Application — when this hexagram appears
When this hexagram appears: situations involve formation of large gatherings or collective bodies. The practitioner should engage with appropriate seriousness.
The practitioner should: (1) ensure the gathering has legitimate basis; (2) honor proper ritual and ceremony; (3) consult appropriate authority; (4) prepare for unforeseen challenges; (5) engage major undertakings the gathering supports.
The six lines (changing-line commentary)
Line 1 (bottom)
If you are sincere, but not to the end, there will be sometimes confusion, sometimes gathering. If you call out, then after one grasp of the hand, you can laugh again. Regret not. Going is without blame. Inconstant sincerity produces alternating confusion and gathering. Active calling out (engagement) produces resolution; one handshake's worth of effort produces renewed laughter. Don't regret; engage actively.
Line 2
Letting oneself be drawn brings good fortune and remains without blame. If one is sincere, it furthers one to bring even a small offering. Allow oneself to be drawn into the gathering; sincerity makes even small offering count. Good fortune from active engagement.
Line 3
Gathering together amid sighs. Nothing that would further. Going is without blame. Slight humiliation. Difficult gathering — sighs and humiliation. But going (engaging) is without blame. The line acknowledges that some gatherings are uncomfortable; engage anyway.
Line 4
Great good fortune. No blame. The strongest line: great good fortune at the position of leadership within the gathering. No blame from this beneficent position.
Line 5
If in gathering together one has position, this brings no blame. If there are some who are not yet sincerely in the work, sublime and enduring perseverance is needed. Then remorse disappears. Position within the gathering is appropriate; some members may not yet be fully sincere; sustained perseverance with the work produces eventual full coherence.
Line 6 (top)
Lamenting and sighing, floods of tears. No blame. Deep emotion within the gathering. Lamenting, sighing, tears flow. No blame from the genuine feeling. Sometimes substantial gatherings involve substantial emotion; allow it.
Timing
Periods of community formation; large gatherings; major collective undertakings. Festival seasons. Times of organizational founding or restructuring.
FAQ
Should I join this gathering/community?
If Cui appears favorably (good fortune, no blame in your line), yes — the gathering has legitimate basis and major undertakings are supported. Examine whether the gathering meets the hexagram's conditions: legitimate ritual basis, proper authority, sincere participation. If yes, engage fully.
Why renew weapons?
The Image's surprising instruction. Large gatherings produce both opportunity and risk; unforeseen challenges arise from large group dynamics. The wise leader prepares — not for offensive use but for response to what gathering's complexity can produce. Modern reading: prepare for the unexpected challenges of organizational complexity.

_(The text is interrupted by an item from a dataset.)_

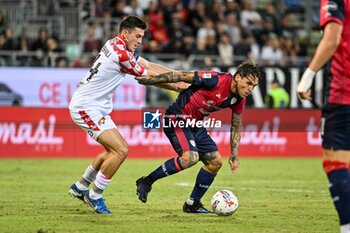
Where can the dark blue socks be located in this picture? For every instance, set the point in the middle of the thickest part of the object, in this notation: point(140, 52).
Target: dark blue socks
point(168, 168)
point(340, 192)
point(203, 182)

What about the tears in line 6?
Substantial gatherings often involve substantial emotion. Births and deaths, founding moments, major transitions — the gathering can produce deep feeling. The line counsels allowing this rather than suppressing it; no blame from the genuine emotion.

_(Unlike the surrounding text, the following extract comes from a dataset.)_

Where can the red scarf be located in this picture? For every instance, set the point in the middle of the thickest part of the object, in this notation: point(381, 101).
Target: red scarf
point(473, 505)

How is this different from Bi (8)?
Bi (8) is the formation of union around legitimate center; Cui (45) is the larger massing or gathering. Bi is more intimate; Cui is more public. Bi addresses the formation of community; Cui addresses the formation of large collective body. Different scales of similar territory.

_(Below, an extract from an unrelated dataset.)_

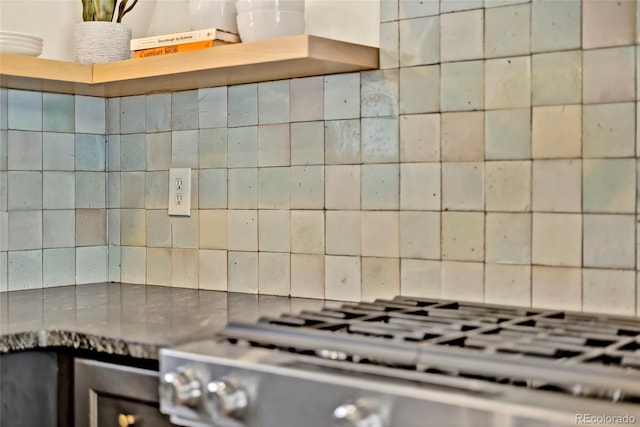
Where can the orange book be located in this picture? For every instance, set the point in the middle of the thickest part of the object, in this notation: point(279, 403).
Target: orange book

Should I bring an offering?
The Judgment specifies that great offerings create good fortune; line 2 says even a small offering counts when sincere. Bring what you can with sincerity. The offering is part of how legitimate gatherings sustain themselves; participation includes contribution.
Astrological correspondence
Elements
metal, earth
Lake (Dui) above Earth (Kun) — the trigram pair carries Chinese five-phase (wuxing) elemental correspondences that anchor the hexagram in elemental cycles.